My New Year’s Lesson: Learning to Make Food SubstitutionsPosted by in Food | Life
in late 2012 I learned I was gluten and lactose intolerant. It was really hard to accept at first. My first thought was that I would toe the line at home but since it is “just” an intolerance and not an allergy, I could eat the forbidden foods when dining out or at other people’s homes. I quickly learned that that wasn’t going to work. I felt so GOOD when I avoided gluten and lactose and was so, so sick when I ate them. Finally I learned to embrace the restrictions. It took a while but I learned that I can make almost anything I want at home. Eating out can be a challenge, but is manageable, particularly as more and more food professionals become aware of food intolerances (the only things missing in my home repertoire of substitutes are puff pastry and filo dough).
My husband soon admitted that he too was gluten and lactose intolerance (after eating LF and GF at home for months he succumbed to pizza at the office and had to admit it. A few later experiments with salad dressing drove the point home even harder to him). It’s easier having someone else in my boat, so to speak.
Once I had this figured out, I thought I was home free. Cup4Cup flour and Lactaid and away I went.
The universe laughed at me. This fall, my mother-in-law ended up in the hospital and then a nursing home and then hospice. I took on the job of feeding my father-in-law several nights a week. His biggest request was soup, so as I posted here on the blog, I began my fall soup fest, making 2-3 batches of soup a week. And I suddenly I began to feel sick again. I ripped the house apart, searching for what I was sure was a hidden source of gluten. I called every manufacturer of every OTC or prescription drug, cosmetic, and health product I was taking or using. I read the ingredients on every item in my pantry. I could not solve the problem, but I knew something I was eating was making me very sick.

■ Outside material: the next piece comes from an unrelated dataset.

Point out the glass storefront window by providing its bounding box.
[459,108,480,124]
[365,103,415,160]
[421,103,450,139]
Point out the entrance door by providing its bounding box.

My first stop was to pay for food intolerance testing through a functional medicine doctor, none of which (visits or tests) were covered by insurance. I walked away with a detailed list with one food to never eat (black beans – something I never eat anyhow), foods to avoid for 3 months (which included chicken, which I was eating probably 4 times a week, and things like basil and cantaloupe) and foods I should only eat every 4 days (including baker’s yeast and egg whites). The theory was I had leaky gut syndrome and these foods were creating an inflammatory reaction in my body, leading to my GI symptoms and worsening my autoimmune interstitial cystitis (basically an angry bladder). I was SO excited to have a possible solution. I stuck to the diet and took the supplements that were supposed to help me. If anything, I continued to get worse. Nothing was helping.
I suddenly remembered an article I had read in Gluten-Free Living about a special diet for people who were gluten-free but suddenly sick again. It’s called the FODMAP diet. The theory behind it is that there are certain sugars/carbohydrates in specific foods that draw lots of water into your intestines. For some people, this gets out of control, causing severe GI symptoms. Wheat and lactose are on the list of foods that cause this and apparently it is very common that people who think they are gluten intolerant suddenly become unable to tolerate these foods as well – the thinking is you are not intolerant of the gluten itself but the sugar/carbohydrate type in it.
It was worth a try. I began the elimination diet and cut out a huge list of foods and immediately felt 100% better. It was the same feeling as when I eliminated wheat and dairy from my diet – a sudden, drastic change in my health for the better. I knew I was on to something. I then began to experiment with adding back in the 5 groups of foods back into my diet to test them. It turns out I have a pretty severe reaction to 4 of the 5 groups and have some problem foods in the 5th group.
The stunner for me was that the entire family that includes onions/garlic/beets, asparagus, cabbage, Brussels sprouts and broccoli were HUGE triggers for me. And then it hit me. I’d been making all this soup and soup ALWAYS has onion in it. I thought I was eating healthily with tons of fruits and veggies and in fact, many of these foods were making me sick. By eating soup most nights of the week, I was feeding myself one of my big triggers. It was ridiculous, maddening and really upsetting to realize I had to cut ALL of these foods out of my diet, possibly forever.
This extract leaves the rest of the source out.